Monday, April 22, 2013

What The Good Wife Needs To Do About Will and Peter



I am one of many women who have become addicted to The Good Wife, a show that actually has a lot of female writers and a bevy of three dimensional, complicated female characters played by talented actresses. It's hard to find shows that don't reduce women to tropes, and The Good Wife has the added bonus of a bisexual character and gay character, both of which are not terribly stereotyped.

But I digress. From the beginning, the show has been set up to display a rivalry between two men, Will Gardner and Peter Florrick; who I would argue are the least interesting characters on the show. They need to be on the show because they are representative of the cutthroat environment that is politics or the practice of law in Chicago. But the rivalry between them is dull because they are the same breed. Whenever I think of a perfect love triangle, I think of men who are very different from each other. Rhett Butler and Ashley Wilkes are the perfect foil of each other. To some degree, Peter Florrick and Will Gardner are both Rhett Butler: smart, shrewd and well dressed men who tend to play outside the rules because they think the rules don't apply to them.
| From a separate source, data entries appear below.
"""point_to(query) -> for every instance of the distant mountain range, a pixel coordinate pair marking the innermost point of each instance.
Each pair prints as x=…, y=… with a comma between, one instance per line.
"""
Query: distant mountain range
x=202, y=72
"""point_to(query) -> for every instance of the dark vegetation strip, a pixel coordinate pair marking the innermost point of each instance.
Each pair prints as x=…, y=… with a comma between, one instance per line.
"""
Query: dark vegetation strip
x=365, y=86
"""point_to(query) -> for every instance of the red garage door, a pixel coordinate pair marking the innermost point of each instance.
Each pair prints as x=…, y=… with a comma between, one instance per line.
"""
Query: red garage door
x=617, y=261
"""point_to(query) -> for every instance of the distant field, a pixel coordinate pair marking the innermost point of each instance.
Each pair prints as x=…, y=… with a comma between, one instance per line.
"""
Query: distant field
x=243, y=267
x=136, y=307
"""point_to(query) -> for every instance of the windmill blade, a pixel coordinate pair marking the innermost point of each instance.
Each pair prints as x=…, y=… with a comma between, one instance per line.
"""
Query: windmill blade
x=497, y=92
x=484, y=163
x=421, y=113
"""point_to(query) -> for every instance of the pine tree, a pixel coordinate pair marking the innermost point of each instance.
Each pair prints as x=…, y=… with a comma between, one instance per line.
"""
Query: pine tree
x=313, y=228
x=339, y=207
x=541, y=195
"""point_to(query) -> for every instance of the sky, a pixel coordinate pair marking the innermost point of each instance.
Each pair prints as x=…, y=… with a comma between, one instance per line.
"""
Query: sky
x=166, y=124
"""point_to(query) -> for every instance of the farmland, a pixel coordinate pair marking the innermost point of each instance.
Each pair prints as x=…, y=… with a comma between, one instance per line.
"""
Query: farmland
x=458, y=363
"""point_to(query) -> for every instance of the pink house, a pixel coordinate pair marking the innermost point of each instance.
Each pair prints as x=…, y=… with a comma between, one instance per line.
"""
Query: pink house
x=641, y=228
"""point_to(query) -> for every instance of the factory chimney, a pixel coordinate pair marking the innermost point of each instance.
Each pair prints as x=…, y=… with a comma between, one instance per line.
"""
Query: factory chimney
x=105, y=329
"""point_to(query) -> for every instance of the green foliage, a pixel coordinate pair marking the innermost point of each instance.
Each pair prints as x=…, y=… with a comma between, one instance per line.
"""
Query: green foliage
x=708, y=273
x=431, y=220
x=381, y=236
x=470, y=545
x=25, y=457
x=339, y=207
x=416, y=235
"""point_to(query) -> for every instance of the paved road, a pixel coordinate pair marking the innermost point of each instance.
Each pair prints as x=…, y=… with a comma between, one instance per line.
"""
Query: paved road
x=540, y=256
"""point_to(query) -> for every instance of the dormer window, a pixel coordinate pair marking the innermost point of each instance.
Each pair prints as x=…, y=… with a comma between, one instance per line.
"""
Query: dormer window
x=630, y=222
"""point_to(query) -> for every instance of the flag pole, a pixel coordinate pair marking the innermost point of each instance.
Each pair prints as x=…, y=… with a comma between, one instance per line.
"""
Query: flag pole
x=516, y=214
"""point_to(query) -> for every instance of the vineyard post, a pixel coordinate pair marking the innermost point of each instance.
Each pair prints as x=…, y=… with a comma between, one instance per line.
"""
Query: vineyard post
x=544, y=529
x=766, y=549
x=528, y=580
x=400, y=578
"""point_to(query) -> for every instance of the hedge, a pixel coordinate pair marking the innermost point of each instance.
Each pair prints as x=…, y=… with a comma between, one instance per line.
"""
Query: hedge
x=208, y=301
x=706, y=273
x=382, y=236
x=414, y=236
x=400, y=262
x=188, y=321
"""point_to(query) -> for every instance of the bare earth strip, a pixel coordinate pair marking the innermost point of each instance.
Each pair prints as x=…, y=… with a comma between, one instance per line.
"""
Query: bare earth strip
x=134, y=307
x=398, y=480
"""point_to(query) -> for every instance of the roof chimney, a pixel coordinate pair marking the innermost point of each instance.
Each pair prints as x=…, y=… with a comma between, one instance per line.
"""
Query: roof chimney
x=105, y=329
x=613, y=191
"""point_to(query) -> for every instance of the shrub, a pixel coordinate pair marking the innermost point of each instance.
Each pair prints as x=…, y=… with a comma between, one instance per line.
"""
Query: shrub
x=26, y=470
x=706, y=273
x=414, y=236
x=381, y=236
Hey, one of them even cavorts with prostitutes!



I wondered what could be done to make the show more interesting, because as it is, the show relies on a stereotype about women, even though so much of it is groundbreaking. Alicia has developed as a lawyer, as a mother and as a person in general. Yet her destiny on the show is defined by her relationship with these powerful, albeit dull, men. She is interesting enough on her own. She is involved in intellectually challenging cases and power rivalries at work. The ultimate season finale that I'm looking for? No! Series finale? Alicia doesn't choose Will or Peter. She chooses herself. The series finale ends with her sitting down in a big comfy chair whilst drinking a glass of wine after a long day of whooping ass in court. It would be a much more original ending than anyone would have expected.

Originally I thought Alicia would do well to meet a third man, maybe a man totally disconnected from the firm or Chicago politics. Shocker: What if he weren't a lawyer? What if he worked in a bookstore? What if he was a high school math teacher? But that is unlikely to happen. A certain segment of the audience needs to believe that the ultimate dream of a woman as successful as Alicia will always be to attach herself to the wealthiest or most powerful (or both) man in the room. Either way, if the writers of The Good Wife don't take advantage of this chance to tell a lesson about Alicia's growth I'm going to be very disappointed. But a girl can still dream of a Cary Agos and Kalinda Sharma wedding.